23 April 2024

Thinking big this year

After my hopes of 150 broad bean plants, I ended up with about half actually sprouting;  of the 40 or so that went into the paper tubes, only one emerged.  And I finally gave up on the remaining 30ish small pots too, resowing them with snap peas over the weekend.  The broad beans I transplanted at the allotment look good and are growing well.  The woolly sowing method (a wad of fluffed up sheep's wool in the bottom of each pot, a seed on top, a bit of potting soil to cover), ensured little to no transplant shock.

Now instead of a stack of eight trays of little pots of broad beans, I have eight trays of snap peas;  the first tray has begun to come up (sown 31 March) and I'll start transplanting them out when I can see a little root at the bottom of the pots.  It's still been cold, not really getting past 10C during the day.  I thought broad beans and snap peas would grow regardless, but the broad beans were incredibly slow to sprout, and the snap peas aren't much better.  Hopefully I get more than 50% sprout rate (though 50% is much preferable to the 30% I sometimes get).

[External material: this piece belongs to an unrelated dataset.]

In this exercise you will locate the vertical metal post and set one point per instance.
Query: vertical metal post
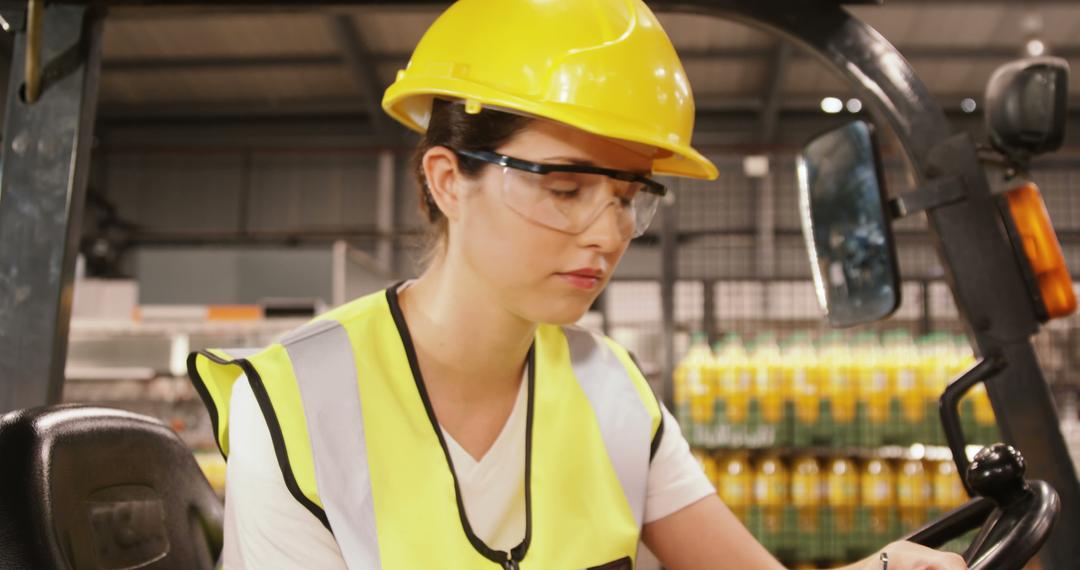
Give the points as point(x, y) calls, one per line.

I do want the snap peas to hurry up so I can start on the climbing beans next.  Same woolly sowing method as the other two.  Up until this year I thought I had more than enough trays and pots, but actually I don't!  100+ small pots is insufficient to my needs this year:  this year I'm thinking big.  On my garden plan (the first time I've ever really written one), I've got the ideal number of each type of plant I want to grow.  For instance, 150 broad bean and 350 snap pea plants (which is how many seeds I bought).  20 tomato plants--I sowed more seed than this to be sure I'd get 20 good ones--100 climbing bean plants, 50 corn plants, 40 squash plants (none of these sown yet).  I didn't take into account my stock of pots and trays.